Deal or no deal: NZ businesses need to anticipate Brexit impact now, regardless of outcomes
14 March 2019
The Brexit Withdrawal Agreement has been rejected by the UK Parliament for a second time, and the chances of a no-deal
Brexit have increased exponentially.
There’s also an increased possibility of a delay to Brexit altogether; any extension will be on the EU’s terms and what
will actually happen on 29 March won’t be apparent until 21 March at the earliest.
In the meantime, Kiwi businesses exporting to the UK will need to start some pre-emptive planning to negate any negative
impact this will have on their operations in the UK and Europe. They also need to consider what disclosures they should
be making in their annual reports, NZX announcements and financial statements.
“The biggest and most obvious impact will be changes in border controls; Kiwi exporters will be faced with the prospect
of finding efficient ways of getting their goods into the UK,” says Mark Hucklesby, Partner and National Technical
Director at Grant Thornton New Zealand.
“Once they’re there, distributing those goods throughout Europe and vice versa will also be problematic.
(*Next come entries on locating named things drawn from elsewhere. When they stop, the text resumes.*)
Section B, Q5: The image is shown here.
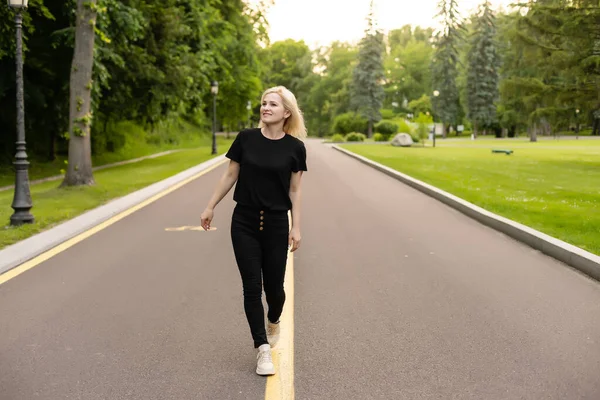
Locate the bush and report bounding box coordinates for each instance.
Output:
[413,113,433,143]
[379,108,394,119]
[346,132,367,142]
[332,113,367,135]
[331,133,344,143]
[375,121,398,135]
[373,133,387,142]
[397,120,413,134]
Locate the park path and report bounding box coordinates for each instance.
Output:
[0,140,600,400]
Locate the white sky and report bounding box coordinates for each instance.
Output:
[250,0,515,48]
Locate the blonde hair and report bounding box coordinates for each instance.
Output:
[258,86,306,140]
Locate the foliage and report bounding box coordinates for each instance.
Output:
[375,121,398,135]
[415,113,433,142]
[432,0,464,136]
[351,1,385,137]
[373,132,389,142]
[466,0,500,133]
[331,133,346,143]
[333,112,367,135]
[345,132,366,142]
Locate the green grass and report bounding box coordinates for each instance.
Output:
[342,139,600,255]
[0,138,232,248]
[0,121,214,187]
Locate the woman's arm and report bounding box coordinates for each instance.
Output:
[288,171,302,251]
[200,160,240,230]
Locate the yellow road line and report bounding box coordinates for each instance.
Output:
[0,159,227,285]
[265,253,294,400]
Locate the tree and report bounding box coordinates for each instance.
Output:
[467,0,500,135]
[351,0,385,137]
[62,0,97,186]
[431,0,464,137]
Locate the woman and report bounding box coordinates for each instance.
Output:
[200,86,307,375]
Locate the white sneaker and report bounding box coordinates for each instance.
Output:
[256,344,275,375]
[267,321,281,347]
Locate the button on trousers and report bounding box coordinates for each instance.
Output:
[231,205,290,348]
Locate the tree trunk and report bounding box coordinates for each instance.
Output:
[61,0,96,186]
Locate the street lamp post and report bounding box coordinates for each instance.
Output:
[210,81,219,154]
[8,0,34,226]
[432,90,443,147]
[575,108,579,140]
[246,100,252,128]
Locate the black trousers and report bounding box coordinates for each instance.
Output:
[231,204,289,348]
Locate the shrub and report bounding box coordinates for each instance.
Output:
[332,113,367,135]
[346,132,367,142]
[373,132,387,142]
[379,108,394,119]
[375,121,398,135]
[413,113,433,143]
[398,120,413,134]
[331,133,344,143]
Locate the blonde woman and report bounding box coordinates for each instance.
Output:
[200,86,307,375]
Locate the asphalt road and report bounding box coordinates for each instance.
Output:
[0,141,600,400]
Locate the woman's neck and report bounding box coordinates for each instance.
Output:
[262,124,285,139]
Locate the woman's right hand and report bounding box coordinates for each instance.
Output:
[200,208,214,231]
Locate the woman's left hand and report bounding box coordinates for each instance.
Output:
[288,228,301,252]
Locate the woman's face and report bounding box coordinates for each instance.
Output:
[260,93,290,125]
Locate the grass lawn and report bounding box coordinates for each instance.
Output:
[342,139,600,255]
[0,138,233,248]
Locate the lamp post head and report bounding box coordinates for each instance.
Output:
[8,0,28,8]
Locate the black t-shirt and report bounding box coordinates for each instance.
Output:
[225,128,307,211]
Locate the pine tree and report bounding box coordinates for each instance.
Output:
[431,0,464,137]
[351,0,385,137]
[467,0,500,135]
[503,0,600,141]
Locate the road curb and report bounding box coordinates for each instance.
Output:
[0,155,225,275]
[331,145,600,281]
If you have a
wine business that exports to a single consignee in London, who then distributes your products across Europe?
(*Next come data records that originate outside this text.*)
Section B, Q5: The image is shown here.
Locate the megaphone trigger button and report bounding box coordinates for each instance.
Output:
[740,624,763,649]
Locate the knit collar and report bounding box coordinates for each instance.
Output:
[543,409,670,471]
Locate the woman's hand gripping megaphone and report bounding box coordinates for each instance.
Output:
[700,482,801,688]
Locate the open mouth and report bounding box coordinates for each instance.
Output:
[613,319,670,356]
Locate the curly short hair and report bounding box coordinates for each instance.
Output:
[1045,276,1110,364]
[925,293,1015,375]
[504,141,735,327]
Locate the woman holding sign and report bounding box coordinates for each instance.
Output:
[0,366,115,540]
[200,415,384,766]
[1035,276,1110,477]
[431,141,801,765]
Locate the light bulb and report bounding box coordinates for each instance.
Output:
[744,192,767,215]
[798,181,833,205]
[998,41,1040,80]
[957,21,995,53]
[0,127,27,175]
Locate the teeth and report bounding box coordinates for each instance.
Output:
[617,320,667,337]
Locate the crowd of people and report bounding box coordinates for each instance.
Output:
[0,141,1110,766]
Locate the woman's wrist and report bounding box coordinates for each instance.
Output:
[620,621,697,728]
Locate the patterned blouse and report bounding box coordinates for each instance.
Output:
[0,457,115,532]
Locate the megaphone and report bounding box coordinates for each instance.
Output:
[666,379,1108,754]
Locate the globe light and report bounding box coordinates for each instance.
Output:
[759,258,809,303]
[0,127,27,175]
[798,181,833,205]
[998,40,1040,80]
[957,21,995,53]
“The traditional hub and spoke distribution model may no longer be fast or cost effective, regardless of whether the hub
or the spoke of the Kiwi business operation is situated in the UK.
“Some of the not-so-obvious impacts will be on companies’ reporting obligations; New Zealand businesses that trade in
the UK will still need to forecast operating results and cash flows, but the challenges posed by potential changes to
cross-border regulations will seriously hamper business’ ability to do this accurately.
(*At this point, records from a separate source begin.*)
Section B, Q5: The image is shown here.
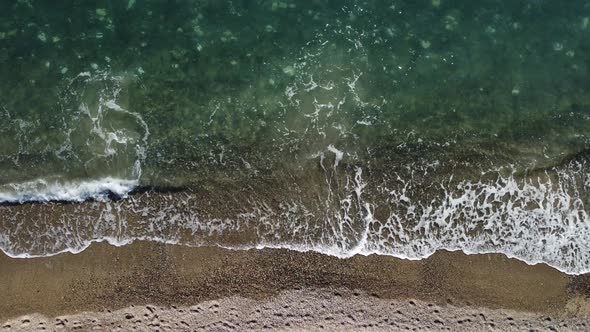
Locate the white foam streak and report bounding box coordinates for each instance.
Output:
[0,177,138,203]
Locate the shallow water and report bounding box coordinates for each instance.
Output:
[0,0,590,273]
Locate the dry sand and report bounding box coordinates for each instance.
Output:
[0,242,590,331]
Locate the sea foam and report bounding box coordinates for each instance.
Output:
[0,177,138,204]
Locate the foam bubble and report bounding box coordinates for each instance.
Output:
[0,177,138,203]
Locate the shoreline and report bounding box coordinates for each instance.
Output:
[0,241,590,322]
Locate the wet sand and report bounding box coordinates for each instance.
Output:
[0,242,590,330]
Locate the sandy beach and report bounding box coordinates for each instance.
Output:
[0,242,590,331]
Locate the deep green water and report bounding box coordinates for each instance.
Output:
[0,0,590,272]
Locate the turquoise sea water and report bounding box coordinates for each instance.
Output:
[0,0,590,273]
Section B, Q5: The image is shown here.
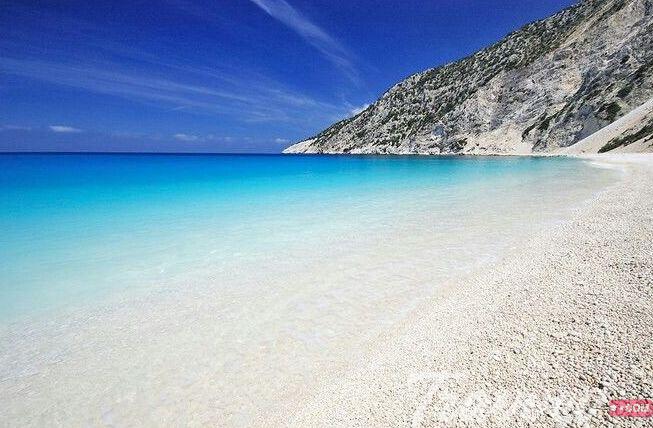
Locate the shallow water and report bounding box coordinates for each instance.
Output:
[0,155,616,425]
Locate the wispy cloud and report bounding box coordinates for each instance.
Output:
[172,133,200,142]
[251,0,360,83]
[49,125,82,134]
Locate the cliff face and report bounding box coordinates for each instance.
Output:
[284,0,653,154]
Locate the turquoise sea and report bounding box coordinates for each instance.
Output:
[0,154,609,320]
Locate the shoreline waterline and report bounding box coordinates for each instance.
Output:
[0,154,628,425]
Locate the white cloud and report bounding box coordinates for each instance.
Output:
[251,0,359,82]
[349,103,370,116]
[0,57,346,124]
[50,125,82,134]
[173,134,200,142]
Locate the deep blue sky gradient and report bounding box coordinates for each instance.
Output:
[0,0,574,152]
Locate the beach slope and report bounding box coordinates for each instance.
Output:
[288,154,653,427]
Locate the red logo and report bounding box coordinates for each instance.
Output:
[609,399,653,418]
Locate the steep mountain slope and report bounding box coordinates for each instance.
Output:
[285,0,653,154]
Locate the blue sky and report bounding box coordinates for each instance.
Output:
[0,0,574,152]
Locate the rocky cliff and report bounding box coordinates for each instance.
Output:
[284,0,653,154]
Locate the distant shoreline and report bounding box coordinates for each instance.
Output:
[283,154,653,426]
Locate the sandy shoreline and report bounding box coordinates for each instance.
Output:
[282,155,653,427]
“For example, EU tax exemptions and relief will no longer apply to UK operations under a no-deal Brexit; this could
happen overnight, resulting in some deferred tax liabilities that have previously gone unrecognized.
“Other forecasts required under New Zealand equivalents of International Financial Reporting Standards [NZ IFRS] include
fair value management, impairment of assets and possibly going concern assessments. In some ways the possibilities are
endless and the influence of Brexit is going to be a huge challenge for everyone in the accountancy profession, whether
they’re preparing financial statements or auditing them.
“This is a complex issue and business directors’ and owners responses can’t be glib or simplistic; the potential
consequences – both direct and indirect – need to be thoroughly thought through, and subsequent insights need to be
clearly reflected in all forecasts and projections”, says Hucklesby.
Fourteen per cent of New Zealand’s total foreign investment is with the UK (over $30bn); latest statistics put Kiwi
exports to the UK at $2.8bn, down from $3.1bn in 2016.